Decoupling Reasoning and Confidence: Resurrecting Calibration in Reinforcement Learning from Verifiable Rewards
Abstract: Reinforcement Learning from Verifiable Rewards (RLVR) significantly enhances large language models (LLMs) reasoning but severely suffers from calibration degeneration, where models become excessively over-confident in incorrect answers.
Previous studies devote to directly incorporating calibration objective into existing optimization target.
However, our theoretical analysis demonstrates that there exists a fundamental gradient conflict between the optimization for maximizing policy accuracy and minimizing calibration error.
Building on this insight, we propose DCPO, a simple yet effective framework that systematically decouples reasoning and calibration objectives.
Extensive experiments demonstrate that
our DCPO not only preserves accuracy on par with GRPO but also achieves the best calibration performance and substantially mitigates the over-confidence issue.
Our study provides valuable insights and practical solution for more reliable LLM deployment.
Lay Summary: Modern AI systems trained with reinforcement learning are becoming increasingly capable at solving complex problems through reinforcement learning.
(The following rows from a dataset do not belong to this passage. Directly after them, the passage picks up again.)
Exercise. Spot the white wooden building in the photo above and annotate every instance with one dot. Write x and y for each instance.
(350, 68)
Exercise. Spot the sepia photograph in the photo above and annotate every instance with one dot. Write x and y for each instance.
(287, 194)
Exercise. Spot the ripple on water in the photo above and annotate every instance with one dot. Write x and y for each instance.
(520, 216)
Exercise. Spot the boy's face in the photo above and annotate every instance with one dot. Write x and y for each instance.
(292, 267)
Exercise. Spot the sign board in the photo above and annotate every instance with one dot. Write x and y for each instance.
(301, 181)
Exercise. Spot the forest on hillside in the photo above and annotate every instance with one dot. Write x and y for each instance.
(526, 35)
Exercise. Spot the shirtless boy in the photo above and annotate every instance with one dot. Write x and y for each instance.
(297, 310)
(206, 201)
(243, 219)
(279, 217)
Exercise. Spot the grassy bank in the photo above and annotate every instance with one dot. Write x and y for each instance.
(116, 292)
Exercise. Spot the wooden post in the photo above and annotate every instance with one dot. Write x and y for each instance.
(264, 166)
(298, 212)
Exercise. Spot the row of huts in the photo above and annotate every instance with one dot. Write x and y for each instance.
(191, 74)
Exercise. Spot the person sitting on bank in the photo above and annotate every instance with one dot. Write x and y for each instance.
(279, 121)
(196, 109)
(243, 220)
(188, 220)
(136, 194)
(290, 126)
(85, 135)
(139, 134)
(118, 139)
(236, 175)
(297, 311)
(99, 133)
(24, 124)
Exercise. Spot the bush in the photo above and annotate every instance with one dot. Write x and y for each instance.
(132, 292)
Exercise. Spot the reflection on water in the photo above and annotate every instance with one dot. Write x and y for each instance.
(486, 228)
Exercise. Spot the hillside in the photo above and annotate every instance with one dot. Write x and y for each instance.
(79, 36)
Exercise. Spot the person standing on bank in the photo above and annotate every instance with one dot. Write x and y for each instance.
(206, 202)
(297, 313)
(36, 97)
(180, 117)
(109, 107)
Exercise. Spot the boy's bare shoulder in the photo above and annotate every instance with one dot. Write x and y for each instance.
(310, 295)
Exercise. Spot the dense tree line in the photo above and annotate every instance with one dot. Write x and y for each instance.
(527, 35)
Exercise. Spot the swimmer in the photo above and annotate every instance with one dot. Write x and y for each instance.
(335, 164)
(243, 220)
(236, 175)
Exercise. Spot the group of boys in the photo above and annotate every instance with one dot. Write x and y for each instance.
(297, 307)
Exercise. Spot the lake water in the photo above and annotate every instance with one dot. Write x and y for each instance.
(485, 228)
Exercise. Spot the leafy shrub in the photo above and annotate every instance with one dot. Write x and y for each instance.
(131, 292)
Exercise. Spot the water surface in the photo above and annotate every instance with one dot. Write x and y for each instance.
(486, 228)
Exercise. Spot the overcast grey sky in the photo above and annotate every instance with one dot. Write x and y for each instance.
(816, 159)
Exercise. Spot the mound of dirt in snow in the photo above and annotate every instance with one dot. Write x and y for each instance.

However, these systems often become overly confident in their answers, even when they are wrong. This overconfidence is especially concerning in high-stakes applications such as healthcare, finance, and law, where users may rely on AI predictions without realizing their uncertainty.
In this work, we study why reinforcement learning causes this problem and show that improving reasoning accuracy and improving confidence reliability can directly interfere with each other during training. Based on this insight, we propose a new training framework called DCPO that separates these two objectives instead of optimizing them together.
Our method teaches models to generate both an answer and an explicit confidence estimate, while training reasoning and confidence signals independently. This allows the model to maintain strong reasoning ability while producing more trustworthy confidence estimates.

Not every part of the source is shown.